Screeching school bells were really the worst. I strolled past a towering building, covering my ears, and glimpsed something wrapped in cloth thrown off the rooftop. It splattered in front of me. With shivering hands, I lifted up the white cloth stained with large splotches of red, revealing a newly-dead newborn.
Two figures walked over—Lucas and Eli had finished the big kids’ school. When would I be able to be like them? I wanted to go to the big kids’ school, too. As I ambled past broken windows, I inquired aloud about the strange words that the old man had spat at Mother in the morning. As soon as the words flew out of my mouth, Eli and Lucas were not pleased. They warned me to never say those nasty words again.
Shadows lurked under the broad shoulders of pine trees and took the shapes of beasts under the faint moonlight. Tightly, I held Eli and Lucas’ hands. The bleakness of the wind pierced my nostrils—frigid gusts had a habit of biting my skin. Were we home yet? Glowing termites obscured the dark sky. Lightning shot, flashing, and thunder plummeted after it. Trees, which behaved like tattered verandas, blocked all aspects from the feeble moonlight.
The door creaked; Mum wobbled in through the door. With open arms, Eli helped her sit on a cranky chair. The table could not fit more than three, so I sat on the floor.
“Finn,” Lucas said, offering me his seat, “come here.”

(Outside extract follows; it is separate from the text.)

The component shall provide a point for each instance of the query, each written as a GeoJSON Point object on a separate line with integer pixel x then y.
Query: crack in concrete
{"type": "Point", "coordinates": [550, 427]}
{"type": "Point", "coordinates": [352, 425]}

Obviously I would have felt bad if I’d just taken it like that. “Nah, I’m fine.”
A thought swiftly drifted across my mind: why were our eye colours different? Clearly my dumb eight-year-old self did not know crap. Eli was four years older than me and Lucas, nine. I thought at least they would be smart enough to stop me from asking. Who in the world could have blamed me for my opaque innocence?
“Mum, why is my eye colour dirty?” Air thickened around our house; deafening silence drained the life from the room. Eli’s and Lucas’ eyes darted at me like those of eagles. I ignored my siblings’ glares, blabbering on. “Why isn’t it green like Eli’s? Or blue like Lucas’?”

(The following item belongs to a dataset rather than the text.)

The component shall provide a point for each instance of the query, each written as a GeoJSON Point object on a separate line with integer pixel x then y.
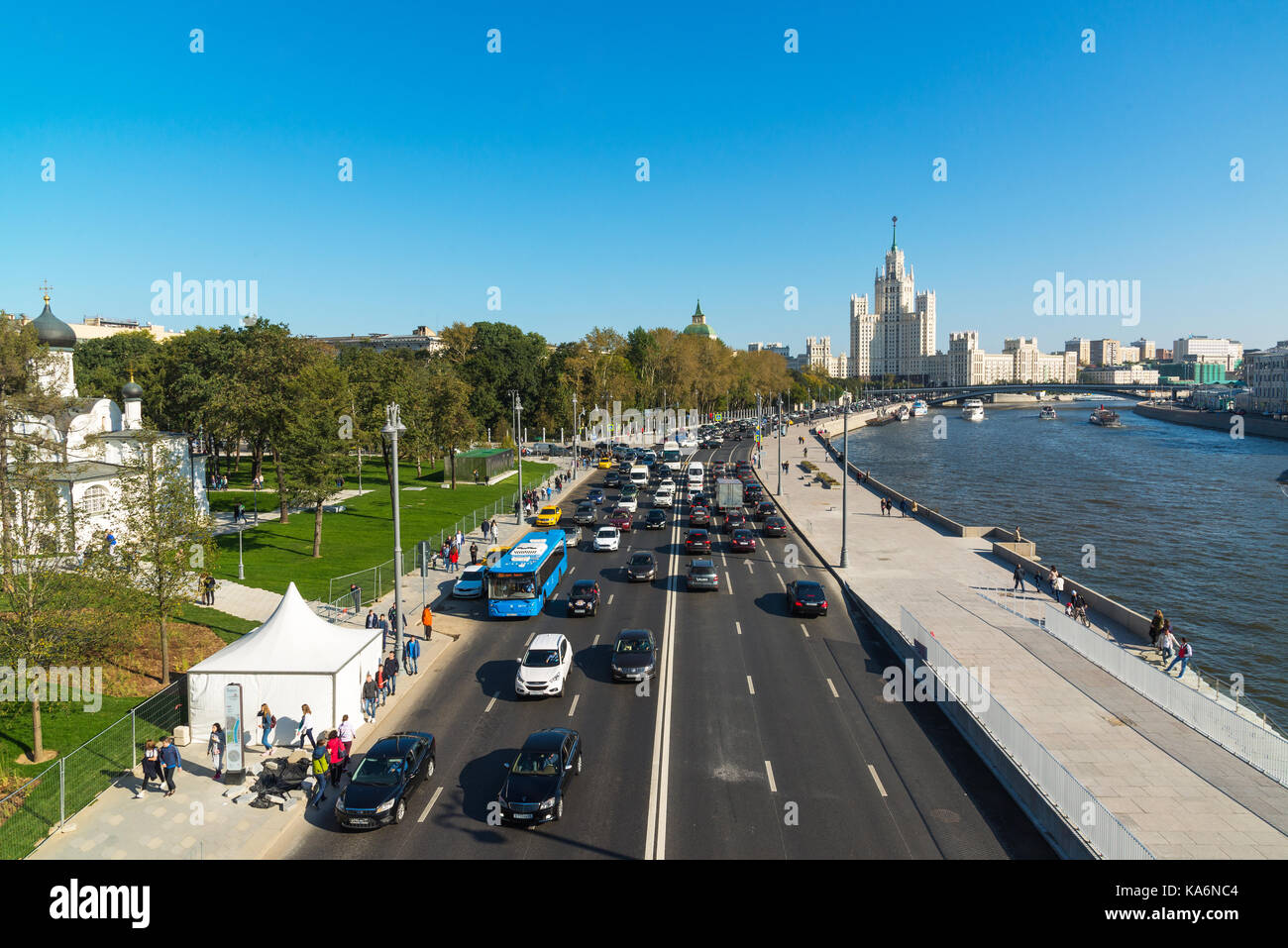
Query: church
{"type": "Point", "coordinates": [93, 438]}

Let’s just say: that night, things did not end pretty.
What should a childhood be like? I think I would never have known.

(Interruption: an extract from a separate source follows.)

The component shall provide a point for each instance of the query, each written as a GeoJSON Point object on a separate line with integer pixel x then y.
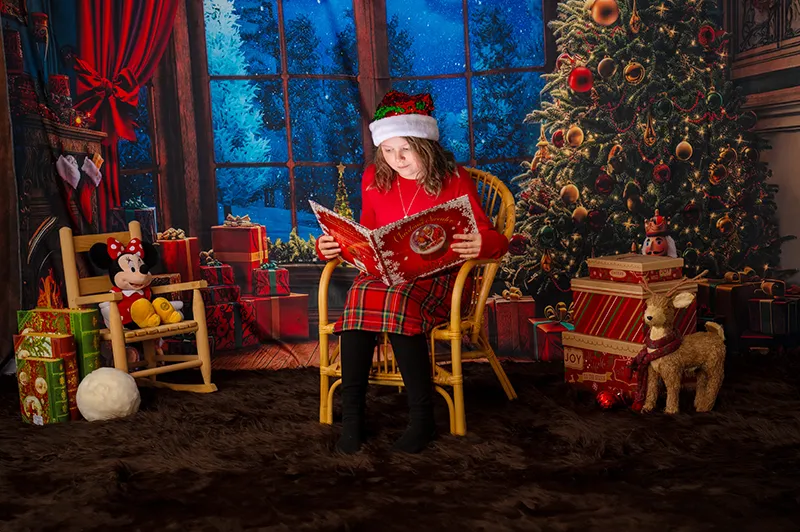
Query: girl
{"type": "Point", "coordinates": [411, 173]}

“Hurry up, the train will not wait for you.” Within the bounds of my memory, this was the first time she had ever held my hand. It was the first time I had felt warmth. Footprints were left in the shredded ice and the breeze nipped my red cheeks as Mum dragged me along the path.
The whistle of the train made me uneasy. Feeling a balloon expanding inside my chest, the air grew thicker around me. My hazel eyes wandered around and caught a glimpse of the three tickets in Lucas’ hand. Voices that could not be heard were strangling me again.
Mum—that is what I wanted to cry out, but no word slipped out of my mouth, for my lips had been sewn shut by iron thread; my voice, left six feet deep in the dirt. I did not cry. It was useless. A brown butterfly with ripped wings. My numbing cheeks felt senseless, for the wind—a tenacious whip—lashed at them incessantly as the grey clouds weaved behind me. What was her expression when we were taken away by the train, further and further away from her? Was she relieved?—glad?—upset?
What was her expression like? I will never know.